A formidable machine, a still cautious autonomous system
To understand the gap between this autonomous lap and the car's real capabilities, one must look back at what the YU7 GT accomplished just a few weeks ago with a professional driver. At the end of May, Xiaomi announced that the same SUV had completed the Nordschleife in 7 minutes and 22.755 seconds, establishing itself as the fastest SUV in the history of the circuit. This time surpassed the previous record held by an Audi RS Q8 Performance, set in the autumn of 2024, by nearly 14 seconds.
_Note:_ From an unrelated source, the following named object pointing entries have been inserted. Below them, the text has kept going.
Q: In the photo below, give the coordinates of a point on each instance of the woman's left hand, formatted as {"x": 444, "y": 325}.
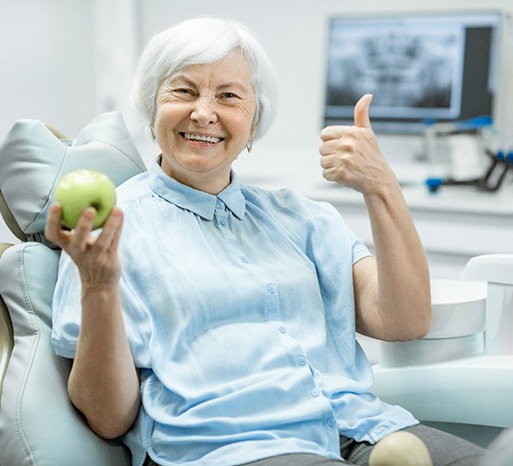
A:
{"x": 351, "y": 157}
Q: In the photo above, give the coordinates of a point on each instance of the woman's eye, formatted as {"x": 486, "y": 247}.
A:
{"x": 229, "y": 96}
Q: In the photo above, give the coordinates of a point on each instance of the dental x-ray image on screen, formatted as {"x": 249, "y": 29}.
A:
{"x": 420, "y": 69}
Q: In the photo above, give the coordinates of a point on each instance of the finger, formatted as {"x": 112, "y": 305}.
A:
{"x": 332, "y": 132}
{"x": 84, "y": 227}
{"x": 111, "y": 229}
{"x": 361, "y": 112}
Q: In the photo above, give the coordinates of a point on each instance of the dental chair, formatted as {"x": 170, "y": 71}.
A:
{"x": 38, "y": 424}
{"x": 459, "y": 377}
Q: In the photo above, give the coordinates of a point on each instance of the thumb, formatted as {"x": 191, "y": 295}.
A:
{"x": 361, "y": 111}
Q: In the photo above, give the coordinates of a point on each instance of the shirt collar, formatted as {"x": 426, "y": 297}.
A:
{"x": 198, "y": 202}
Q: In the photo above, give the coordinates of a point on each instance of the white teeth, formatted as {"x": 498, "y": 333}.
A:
{"x": 198, "y": 137}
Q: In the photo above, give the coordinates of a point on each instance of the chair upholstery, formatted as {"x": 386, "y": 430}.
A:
{"x": 38, "y": 424}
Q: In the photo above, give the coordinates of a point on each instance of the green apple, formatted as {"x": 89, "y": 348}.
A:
{"x": 400, "y": 449}
{"x": 82, "y": 189}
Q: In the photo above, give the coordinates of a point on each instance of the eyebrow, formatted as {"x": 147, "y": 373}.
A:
{"x": 229, "y": 85}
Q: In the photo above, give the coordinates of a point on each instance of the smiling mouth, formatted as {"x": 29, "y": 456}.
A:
{"x": 201, "y": 138}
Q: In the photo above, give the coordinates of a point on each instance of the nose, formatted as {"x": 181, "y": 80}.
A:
{"x": 204, "y": 111}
The gap between the two performances, over three minutes, concretely illustrates the current state of high-performance autonomous driving. The system onboard the YU7 GT for this driverless lap is likely not the same as that used daily on Chinese roads. Carscoops raises the question of what precise data allowed the car to know where to brake, where to accelerate, and how to anticipate each sequence of the track. A standard Lidar designed for urban traffic is not sufficient to navigate at 210 km/h in the fast sections of a racing circuit. The preparation in advance, whether it involves high-precision mapping or circuit-specific calibration, certainly played a central role in the success of this lap.
The YU7 GT also boasts impressive technical specifications on paper. Xiaomi claims a sprint from 0 to 100 km/h in 2.92 seconds and a range of up to 438 km according to the CLTC measurement cycle used in China. High-power charging, enabled by the 897-volt architecture, would allow adding the equivalent of 354 km of range in just 15 minutes under optimal conditions. A specific cooling system has also been developed to withstand the thermal demands of fast track laps, whether a human or an artificial intelligence is at the controls.
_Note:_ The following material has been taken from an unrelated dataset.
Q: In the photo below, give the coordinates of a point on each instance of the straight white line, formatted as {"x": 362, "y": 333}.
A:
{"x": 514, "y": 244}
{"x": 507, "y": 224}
The aesthetics of the SUV have not failed to fuel comparisons with the Ferrari Purosangue, from which it shares some general lines. Xiaomi does not really deny this and embraces a silhouette clearly inspired by the high-end European sports SUV segment.
NIO paved the way in 2017
While Xiaomi can legitimately boast a first at the Nürburgring, the brand cannot claim a world first in the category of autonomous laps on a circuit. This title belongs to NIO, another Chinese electric manufacturer, which achieved the feat nearly a decade earlier.
In 2017, NIO sent its electric hypercar EP9 to the Circuit of the Americas in Austin, Texas, with no driver on board. The autonomous lap was timed at 2 minutes and 40.33 seconds, with peaks of around 260 km/h. This result is all the more remarkable as the EP9 had already proven its capabilities with a human driver on the same circuit, setting a production car lap record. The same model later completed a timed lap at the Nürburgring in 6 minutes and 45.9 seconds, making it one of the fastest electric vehicles of its time on the German circuit.
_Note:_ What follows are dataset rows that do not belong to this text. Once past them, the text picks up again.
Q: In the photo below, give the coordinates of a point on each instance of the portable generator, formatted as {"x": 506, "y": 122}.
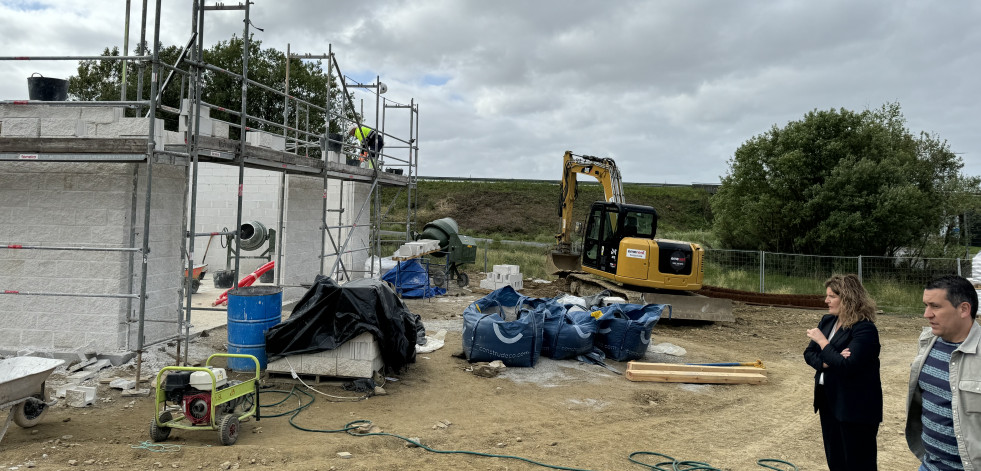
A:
{"x": 204, "y": 398}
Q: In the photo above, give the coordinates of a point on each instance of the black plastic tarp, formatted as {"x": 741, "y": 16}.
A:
{"x": 330, "y": 314}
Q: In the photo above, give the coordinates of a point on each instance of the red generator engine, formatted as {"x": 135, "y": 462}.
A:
{"x": 193, "y": 391}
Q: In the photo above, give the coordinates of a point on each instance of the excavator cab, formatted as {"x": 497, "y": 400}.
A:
{"x": 607, "y": 225}
{"x": 619, "y": 244}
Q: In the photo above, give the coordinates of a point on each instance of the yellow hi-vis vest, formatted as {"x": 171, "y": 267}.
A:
{"x": 362, "y": 133}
The NIO EP9 was not a production car: it was a hypercar prototype developed specifically to demonstrate the manufacturer's technological mastery. Xiaomi's approach with the YU7 GT is different in nature, as it is a production SUV intended for sale, with an autonomous driving system developed for use on open roads. Therefore, the two approaches are not strictly comparable, but the timeline is unambiguous.
What the YU7 GT's lap illustrates above all is the speed with which Chinese manufacturers have caught up and, in some areas, surpassed European and American standards in electric mobility and autonomous systems. In just a few years, Xiaomi has transitioned from manufacturing smartphones and consumer electronics to designing an SUV capable of beating automotive benchmarks established for decades on the world's most demanding circuit.
The YU7 GT is marketed in China. No launch date for the European market has been confirmed by Xiaomi to date.